- Battle of Mine Creek Site
- U.S. National Register of Historic Places
- Nearest city: Pleasanton, Kansas
- Coordinates: 38°08′27″N 94°43′52″W﻿ / ﻿38.14083°N 94.73111°W
- Area: 180 acres (0.73 km^{2})
- Built: 1864
- NRHP reference No.: 73000762
- Added to NRHP: December 12, 1973

= Mine Creek Battlefield State Historic Site =

The Mine Creek Battlefield State Historic Site, located 2.5 mi southwest of Pleasanton in eastern Kansas, United States, commemorates the Battle of Mine Creek in the American Civil War. On October 25, 1864, approximately 2,800 Union troops attacked and defeated about 8,000 Confederates along the banks of Mine Creek.
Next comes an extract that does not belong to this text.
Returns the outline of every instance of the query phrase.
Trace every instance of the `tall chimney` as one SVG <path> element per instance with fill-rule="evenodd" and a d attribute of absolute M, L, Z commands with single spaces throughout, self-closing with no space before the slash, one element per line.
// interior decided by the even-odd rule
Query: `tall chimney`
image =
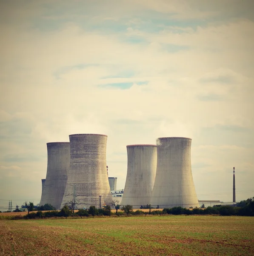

It was one of the largest cavalry battles in the Civil War, and the only major battle fought in Kansas. The Union brigades were commanded by Colonels Frederick W. Benteen and John Finis Philips. After this battle, Federal forces pursued and defeated additional Confederates in Missouri as they attempted to return to Arkansas, the Indian Territory (Oklahoma), and Texas.

In 1970, the Kansas legislature approved the acquisition of a 160 acre parcel of the battlefield area. The battlefield was listed in the National Register of Historic Places in 1973, and an additional 120 acre were purchased in 1974. A visitor center opened on October 24, 1998, the 134th anniversary of the eve of battle. As of mid-2023, the American Battlefield Trust and its partners have preserved 326 acres of the battlefield.

==History==
On September 19, 1864, General Sterling Price led a Confederate army of about 12,000 men across the southern border of Missouri, which he hoped to capture for the South. His orders were to "rally the loyal men of Missouri" and fill his ranks with fresh recruits. If "compelled to withdraw from the state," Price was to make his "retreat through Kansas...sweeping that country of its mules, horses, cattle, and military supplies of all kinds".

Price's three divisions moved toward St. Louis. On September 27, they defeated a much smaller Federal force at Pilot Knob. Confederate losses were heavy, however, and St. Louis had been reinforced; Price chose to turn west, making no attempt to capture the city. He proceeded along the southern bank of the Missouri River, destroying sections of the railroad and capturing several small towns as he moved toward the Kansas border.

As word of Price's movements spread, Kansans prepared for an invasion. Governor Thomas Carney called out the state militia on October 8. General Samuel R. Curtis combined the forces at his disposal to form the Army of the Border. The fighting began for Kansas troops with a skirmish at Lexington, Missouri on October 19. The Confederates won several battles in the Kansas City area, including the Battle of the Big Blue on October 22 (a painting exists of Union troops taken prisoner after this battle). The invading force was repulsed at Westport on October 23, however, and forced to retreat down the state line. The following day, Curtis released most of the Kansas militia and reformed his army. General James G. Blunt commanded the First Division and General Alfred Pleasonton the Second. The total strength of the pursuing Union army was about 10,000 men (all cavalry).

Crossing into Kansas in Linn County on October 24, Price's army camped near Trading Post. Before dawn on October 25, it was overtaken by the pursuing Federal force. A running battle commenced, lasting the entire day; however, the decisive engagement came late in the morning. General John S. Marmaduke, one of the Confederate division commanders, was forced to fight a rear-guard action on the north bank of Mine Creek to protect Price's fleeing wagon train. He was supported by General James Fleming Fagan's division, which had already crossed the creek. The two Confederate divisions contained about 7,000 men. Although the Union advance under Pleasonton numbered less than 2,500, the rebels were crushed by a furious cavalry charge.

Colonel Charles W. Blair, 14th Kansas Cavalry, explained: "For a time [during the initial clash] the fire was incessant and terrific. Both lines seemed like walls of adamant--one could not advance; the other would not recede". Colonel F. W. Benteen was commander of the brigade which first made contact with the enemy. He described a "fierce hand-to-hand fight, one that surpassed anything for the time it lasted [that] I have ever witnessed." In less than an hour the battle was over; Confederate soldiers were bolting to the rear "in utter and indescribable confusion," according to General Price. His army narrowly missed total destruction.

Continuing his retreat, Price was forced to abandon plans to attack Fort Scott. His troops purposely destroyed most of the wagon train carrying their supplies and booty. After a short rest, Generals Curtis and Blunt followed in pursuit. On October 28 they handed Price his final defeat at Newtonia, Missouri. The rebel army recrossed the Arkansas River on November 8. For all practical purposes, the Civil War in the West was over.